I’ve recently taken on a task at my company to build an email template. Naively, you might think it would be simple. However, I quickly realized that HTML/CSS support in email clients is:
Outdated
Inconsistent from one client to another
I’m considering the idea of a cross-HTML/CSS compiler that transforms standard HTML/CSS into versions supported by various email clients. This would allow you to code as usual without worrying about client-specific rendering engines.
That said, I dont regularly code email templates (partly because that’s not my job, and partly because… email templates arent supposed to be coded very often, which is why they’re templates), so I may not be the target audience. I’m not really sure who is the target audience.
I can feel you. I have the same problem many times. Especially when you cannot assume that all your email recipients are using outlook it gets more hard. At the end you cannot even position divs correctly. The only way for me, what seems to work 100% in all email readers are html tables to format the text.
So yes, if there would be a tool that helps it would be really great. But it must be able to create code which is useable in other email readers also.
If it were possible it would be very useful but I don’t see how you can turn a page built with normal html and css .(i.e.grid/flex/positioning etc) into an email friendly template which basically needs everything controlled via table-cells with no positioning or other layout techniques at all.
That’s a good point, coding emails is not a task that I expect to see often in a developer backlog. On the inconsistency point, I framed it wrong. I meant the difference between the HTML/CSS supported in the browser and the one supported in email clients. I haven’t really looked at the difference between email clients themselves (but will take a look at the link you provided, thanks !)

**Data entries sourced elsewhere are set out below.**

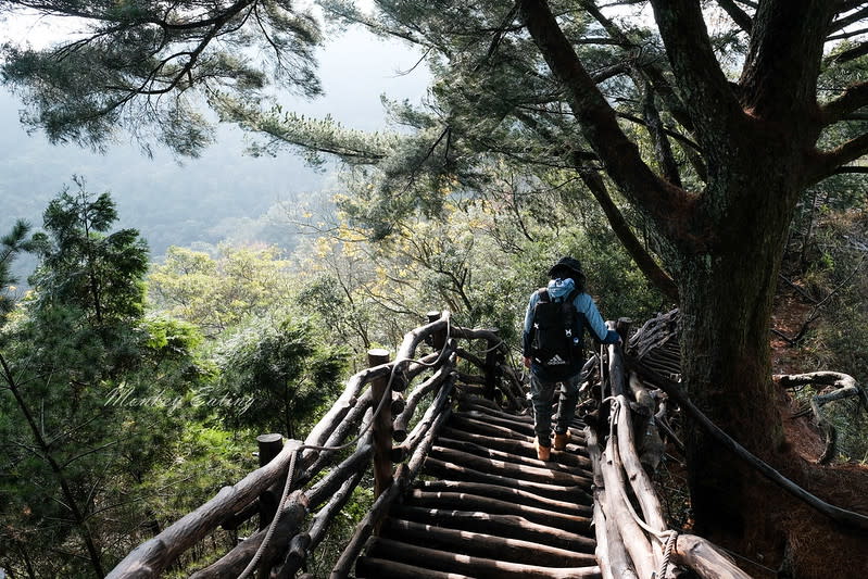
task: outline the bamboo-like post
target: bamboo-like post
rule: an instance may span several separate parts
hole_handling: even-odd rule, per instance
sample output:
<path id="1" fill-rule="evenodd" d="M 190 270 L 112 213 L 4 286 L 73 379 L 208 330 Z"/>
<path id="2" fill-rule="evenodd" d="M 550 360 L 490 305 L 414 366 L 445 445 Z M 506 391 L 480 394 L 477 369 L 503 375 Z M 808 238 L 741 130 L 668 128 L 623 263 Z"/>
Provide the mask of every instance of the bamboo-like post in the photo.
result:
<path id="1" fill-rule="evenodd" d="M 280 454 L 284 448 L 284 437 L 278 433 L 260 435 L 256 437 L 259 446 L 260 466 L 271 463 Z M 260 493 L 260 530 L 266 528 L 277 513 L 277 503 L 280 500 L 286 477 L 280 477 L 277 482 Z M 275 493 L 278 493 L 275 496 Z"/>
<path id="2" fill-rule="evenodd" d="M 379 366 L 389 363 L 389 352 L 379 348 L 368 350 L 368 365 Z M 374 496 L 382 494 L 392 483 L 392 391 L 389 377 L 382 376 L 370 382 L 372 403 L 379 412 L 374 417 Z M 380 401 L 386 403 L 380 405 Z"/>
<path id="3" fill-rule="evenodd" d="M 498 332 L 496 329 L 492 329 L 495 335 Z M 486 341 L 486 390 L 485 397 L 489 400 L 494 400 L 494 389 L 498 386 L 498 358 L 500 357 L 499 344 L 501 339 L 498 338 L 496 340 L 489 339 Z"/>
<path id="4" fill-rule="evenodd" d="M 427 316 L 428 316 L 428 323 L 432 324 L 438 319 L 440 319 L 441 313 L 435 310 L 432 312 L 428 312 Z M 443 347 L 446 344 L 446 338 L 448 336 L 445 328 L 431 332 L 431 341 L 430 341 L 431 348 L 433 348 L 437 351 L 442 350 Z"/>

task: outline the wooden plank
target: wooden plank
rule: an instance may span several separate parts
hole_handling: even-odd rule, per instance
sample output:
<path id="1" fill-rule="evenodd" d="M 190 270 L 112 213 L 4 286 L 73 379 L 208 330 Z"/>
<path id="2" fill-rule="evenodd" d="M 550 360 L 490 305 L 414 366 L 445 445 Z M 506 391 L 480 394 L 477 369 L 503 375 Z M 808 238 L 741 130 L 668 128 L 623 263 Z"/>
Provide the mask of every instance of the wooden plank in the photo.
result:
<path id="1" fill-rule="evenodd" d="M 474 579 L 457 572 L 436 571 L 415 565 L 395 563 L 376 557 L 358 557 L 355 563 L 355 576 L 358 579 Z"/>
<path id="2" fill-rule="evenodd" d="M 394 505 L 391 516 L 404 520 L 426 523 L 450 529 L 496 534 L 533 543 L 548 544 L 581 553 L 593 553 L 595 541 L 591 538 L 567 532 L 563 529 L 531 523 L 516 515 L 489 515 L 473 511 L 450 511 L 419 506 Z"/>
<path id="3" fill-rule="evenodd" d="M 537 460 L 537 448 L 533 445 L 533 442 L 530 440 L 508 440 L 496 436 L 492 437 L 475 432 L 468 432 L 467 430 L 461 428 L 453 428 L 452 426 L 446 426 L 443 429 L 442 436 L 454 440 L 465 440 L 467 442 L 474 442 L 475 444 L 479 444 L 480 446 L 486 446 L 488 449 L 508 452 L 511 454 L 514 454 L 515 456 L 524 456 L 526 458 L 532 458 L 534 461 Z M 554 462 L 567 466 L 581 466 L 582 461 L 580 460 L 580 457 L 571 452 L 574 446 L 570 445 L 567 446 L 567 449 L 570 452 L 552 453 Z M 584 451 L 583 446 L 581 448 L 580 451 L 582 453 L 587 452 Z"/>
<path id="4" fill-rule="evenodd" d="M 517 515 L 546 527 L 556 527 L 578 533 L 588 532 L 591 527 L 589 517 L 566 515 L 536 506 L 519 505 L 466 492 L 426 492 L 420 489 L 413 489 L 405 494 L 404 500 L 406 504 L 412 506 L 462 508 L 465 511 L 481 511 L 492 515 Z"/>
<path id="5" fill-rule="evenodd" d="M 391 539 L 376 538 L 373 541 L 373 554 L 402 563 L 411 563 L 450 572 L 458 572 L 479 579 L 599 579 L 600 567 L 541 567 L 523 565 L 492 558 L 471 557 L 467 555 L 445 553 L 435 549 L 413 545 Z"/>
<path id="6" fill-rule="evenodd" d="M 414 523 L 389 519 L 382 536 L 450 553 L 463 553 L 476 557 L 496 558 L 510 563 L 536 565 L 544 562 L 546 567 L 586 567 L 596 565 L 591 553 L 577 553 L 544 543 L 507 539 L 489 533 L 463 531 Z"/>
<path id="7" fill-rule="evenodd" d="M 431 448 L 430 456 L 453 463 L 460 466 L 474 468 L 483 473 L 499 473 L 503 476 L 520 478 L 521 480 L 532 480 L 546 484 L 564 484 L 584 487 L 590 489 L 592 480 L 590 476 L 580 476 L 565 473 L 561 469 L 546 467 L 528 466 L 505 461 L 498 461 L 483 456 L 477 456 L 463 451 L 435 445 Z"/>
<path id="8" fill-rule="evenodd" d="M 450 420 L 450 426 L 453 428 L 461 428 L 462 430 L 466 430 L 468 432 L 485 435 L 487 437 L 505 438 L 511 440 L 519 440 L 523 442 L 531 442 L 533 438 L 531 436 L 516 432 L 512 428 L 483 423 L 478 418 L 467 416 L 466 413 L 455 413 L 452 417 L 452 420 Z"/>
<path id="9" fill-rule="evenodd" d="M 573 501 L 556 501 L 533 494 L 520 489 L 508 489 L 496 484 L 483 482 L 467 482 L 462 480 L 423 480 L 416 483 L 417 489 L 425 491 L 467 492 L 479 496 L 489 496 L 510 501 L 516 504 L 549 508 L 559 513 L 590 516 L 592 508 L 589 505 L 578 504 Z"/>
<path id="10" fill-rule="evenodd" d="M 279 479 L 300 444 L 297 440 L 288 441 L 274 461 L 250 473 L 236 484 L 224 487 L 209 502 L 134 549 L 106 577 L 158 577 L 181 553 L 217 528 L 221 521 L 240 511 Z"/>
<path id="11" fill-rule="evenodd" d="M 467 468 L 440 461 L 428 456 L 425 461 L 425 470 L 429 475 L 439 476 L 450 480 L 467 480 L 470 482 L 487 482 L 489 484 L 500 484 L 511 489 L 521 489 L 524 491 L 555 499 L 557 501 L 576 501 L 590 504 L 589 494 L 582 486 L 564 487 L 562 484 L 545 484 L 529 480 L 517 480 L 512 477 L 483 473 L 474 468 Z"/>
<path id="12" fill-rule="evenodd" d="M 577 456 L 581 466 L 565 466 L 555 461 L 540 461 L 534 456 L 521 456 L 518 454 L 513 454 L 510 452 L 503 452 L 495 449 L 489 449 L 482 446 L 481 444 L 477 444 L 475 442 L 469 442 L 466 440 L 456 440 L 448 437 L 440 437 L 437 439 L 437 443 L 440 446 L 446 446 L 450 449 L 455 449 L 457 451 L 467 452 L 470 454 L 476 454 L 477 456 L 482 456 L 486 458 L 491 458 L 495 461 L 504 461 L 507 463 L 515 463 L 519 465 L 527 465 L 527 466 L 534 466 L 537 468 L 549 468 L 549 469 L 557 469 L 563 470 L 565 473 L 578 473 L 582 476 L 591 476 L 592 471 L 591 467 L 591 460 L 586 456 L 574 455 Z M 555 460 L 558 457 L 558 453 L 555 453 Z"/>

Yeah what’s bothering me there is that as a user, you still need to “learn” a new markup language. I haven’t written a line of code yet to be honest, but I imagine something like:
Parse the HTML/CSS code
Loop over the parsed HTML
Check if CSS property are supported.
If CSS property == flex or something
Then replace it with tables
If CSS property == box-shadow
Then replace it with a combination of linear gradients
…
Absolutely! Email coding is a nightmare with all the client quirks. A cross-compiler sounds like a dream come true. Even if it wasn’t perfect, it would be a massive timesaver. I’d definitely use it.
A cross-HTML/CSS compiler that converts standard HTML/CSS into email-client-friendly versions sounds like a great idea! It would definitely streamline the process and ensure better compatibility. I’d find that very useful.
“We aren’t doing this because it is easy, but because we thought it would be easy” comes to mind.
This is one of those problems where the main outline of the problem seems trivial, but the further you go the more challenges and race conditions you find, until in the end you either give up or accept the product will never reach 100% completion.